Top right: sepia ink coloured in Photoshop. The hair in this one does fun things when run through Photoshop filters.
Bottom left: sepia ink coloured in Photoshop and textured with an old page. My favourite part is the birds running off with the stars.
Bottom right: sepia ink coloured in Photoshop. Too bold for the book, but I do like this one – maybe for a book of legends about constellations.
This month’s blog header is a variation on the top right of the above:
I can’t remember why I decided on the technique for the next piece. It features hundreds of little dashes drawn in sepia ink with a dip pen, then scanned and layered in various ways with a scan of a yellowed page.

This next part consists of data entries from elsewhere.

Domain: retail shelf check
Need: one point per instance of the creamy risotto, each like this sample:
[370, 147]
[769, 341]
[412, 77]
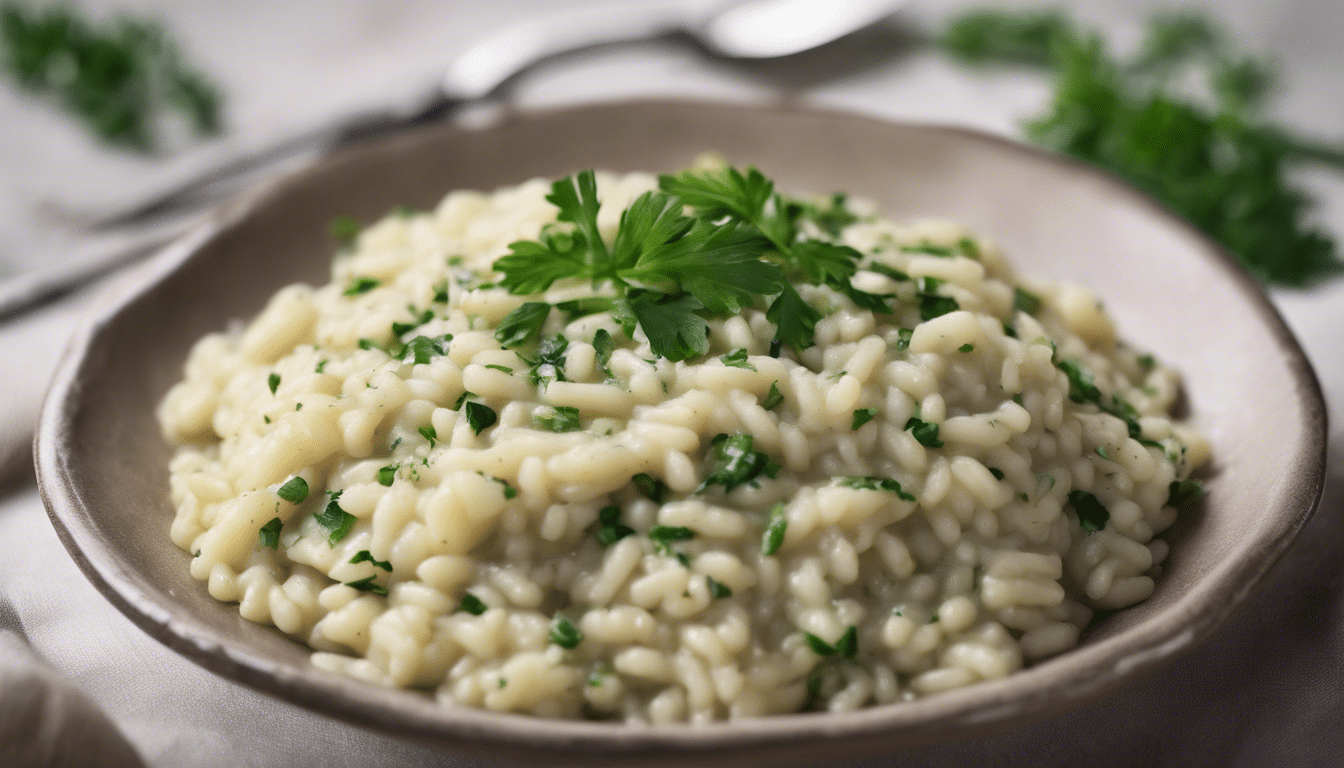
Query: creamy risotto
[719, 455]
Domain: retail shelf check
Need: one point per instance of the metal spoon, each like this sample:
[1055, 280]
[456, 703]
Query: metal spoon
[750, 28]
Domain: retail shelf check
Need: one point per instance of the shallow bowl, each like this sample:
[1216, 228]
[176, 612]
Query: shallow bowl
[102, 464]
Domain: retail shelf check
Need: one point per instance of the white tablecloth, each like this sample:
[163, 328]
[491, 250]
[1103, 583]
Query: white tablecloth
[1266, 690]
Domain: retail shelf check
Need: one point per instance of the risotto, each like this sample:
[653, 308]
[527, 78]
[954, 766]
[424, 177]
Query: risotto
[675, 449]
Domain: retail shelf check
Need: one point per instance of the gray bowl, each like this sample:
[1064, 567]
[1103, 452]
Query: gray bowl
[102, 466]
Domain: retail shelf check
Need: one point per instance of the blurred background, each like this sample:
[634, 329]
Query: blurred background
[284, 67]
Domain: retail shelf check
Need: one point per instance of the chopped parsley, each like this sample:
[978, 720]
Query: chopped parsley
[293, 491]
[862, 416]
[550, 361]
[472, 604]
[269, 534]
[735, 463]
[362, 285]
[367, 585]
[609, 526]
[773, 397]
[480, 416]
[364, 556]
[924, 432]
[651, 487]
[773, 534]
[876, 484]
[335, 519]
[557, 418]
[1182, 492]
[737, 359]
[522, 324]
[718, 589]
[565, 634]
[1092, 514]
[664, 535]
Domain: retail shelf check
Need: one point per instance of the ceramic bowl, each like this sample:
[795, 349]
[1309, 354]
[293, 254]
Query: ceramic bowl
[102, 464]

Finally, this version was painted with a brush on a nice heavy drawing paper (everything else was on plain printing paper). I did the lettering separately and combined the layers after scanning, then fiddled with lighting and contrast.
Previous:
Falling off of chairs
Roughing out of thumbnails
Next: At work on the final
May 1, 2009
I scribbled lots of ideas on scrap paper, edges of phone notes and in my writing notebook, and tried out a possible technique with this image.
The first definite concrete step I took, however, was to draw up the dimensions in a vector program (Inkscape, open source and free), reduce them and print out a few pages with the proportionate diagram on them. The brief was for a design to wrap around the book but not extend onto the inside flaps of the cover.
I did my thumbnails in pencil on those diagrams and eventually found a few I thought worked best.
I then put paper (some plain typing paper, some drawing paper) over the thumbnails on top of my lightbox (one of my most-used Christmas presents) and drew roughs of the designs with sepia ink and a dip pen.
I did the same with the font Small Beer Press had provided, printing it out at several sizes and going over it with pen and ink. I also did a bit of scribbling on some scratchboard. Then I scanned the drawings in and messed around with them in Photoshop. It wasn’t quite as much work as it sounds like, but I was having a great time and getting very inky.